Mendelson Fields Testimony

Hate-crime hearing draws activists and police – and differing perspectives

Longstanding tensions and the often rocky working relationships between LGBT activists and members of the Metropolitan Police Department were once more highlighted during a three-hour hearing at the Wilson Building held by the D.C. Council’s Judiciary Committee Nov. 2.

The hearing, called by Judiciary Chair Phil Mendelson (D-At Large), featured testimony from residents and LGBT community groups. The hearing comes after an apparent increase in violent crimes directed at members of the LGBT community.

Witnesses testified that crimes against LGBT people, particularly transgender women, have spiked following the July 20 shooting of 23-year-old transgender woman Lashai Mclean. Various community groups have hosted forums raising concerns similar to those voiced at the hearing, particularly with regard to how the MPD and the U.S. Attorney’s Office have investigated and prosecuted violent crimes against LGBT people.

In past months, activists and MPD officials have met with Deputy Mayor for Public Safety & Justice Paul Quander to discuss such issues in accordance with an agreement made during a previous hearing on hate crimes in early July. But Jason Terry, an organizer with the DC Trans Coalition, testified that such meetings have not been effective.

”Police response has, this summer, shown multiple shortcomings,” Terry said in his testimony. ”Community meetings with [MPD] Chief [Cathy] Lanier this summer have been fruitless, as much time is spent telling us why we are wrong, how we are wrong, as opposed to listening to our concerns in an active and empathetic way, and helping us identify solutions.”

Other witnesses took the opportunity to both praise the MPD for reaching out to engage the community, while also criticizing the department and the U.S. Attorney’s Office for failing to treat transgender victims in a culturally sensitive way. Some questioned the frequency, thoroughness and efficacy of LGBT sensitivity training provided to employees of both agencies.

Chris Farris, co-founder of Gays and Lesbians Opposing Violence (GLOV), told Mendelson that the bulk of such training for MPD’s Special Liaison Units – including the Gay and Lesbian Liaison Unit (GLLU) – officers is done by community members on a volunteer basis, usually requiring a commitment of unpaid time as well as drafting their own training materials. He and fellow GLOV members suggested the MPD dedicate funds for a professional training program instead.

Lanier pushed back against some of the criticism, saying she has no evidence of widespread anti-LGBT bias within MPD. She indicated, however, she would be willing to meet with members of the now-defunct Fair and Inclusive Policing Task Force, which examined possible bias within MPD, to address some of those concerns. She stopped short of agreeing to restore the task force.

”Changing the culture and involving 5,000 people is something that takes time,” Lanier said. ”It doesn’t happen overnight.

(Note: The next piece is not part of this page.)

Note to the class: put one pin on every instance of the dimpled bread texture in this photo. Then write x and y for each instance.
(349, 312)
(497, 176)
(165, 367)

It’s persistence, it is training, education, immersion, all those other things I say we’re doing.”

Regarding the sensitivity training provided to officers, Lanier said that she understands concerns about the burden shouldered by community members, and suggested she could instead used qualified officers within the department to carry out such training.

Throughout the hearing, Mendelson asked the witnesses, including Lanier, for reasons for a possible increase in violence, but none could provide a definitive answer.

Mendelson’s presence as the only councilmember in attendance throughout the hearing reflected the atmosphere in the half-full chamber of a couple dozen activists, a handful of concerned community members and about a dozen high-ranking MPD officers.

The other councilmembers on the Judiciary Commiteee – Jack Evans (D-Ward 2), Mary Cheh (D-Ward 3), Muriel Bowser (D-Ward 4) and Marion Barry (D-Ward 8) – were not in attendance, though Evans was present at the time the hearing was originally scheduled to start. A delay caused conflict with Evans’s schedule, though he submitted a written statement to the committee.

Councilmembers Tommy Wells (D-Ward 6) and Michael Brown (I-At-Large), neither of whom sit on the Judiciary Committee, were in attendance during parts of the meeting, but only Wells asked questions of some witnesses. Staffers for Evans, Wells, Brown and Barry attended the hearing.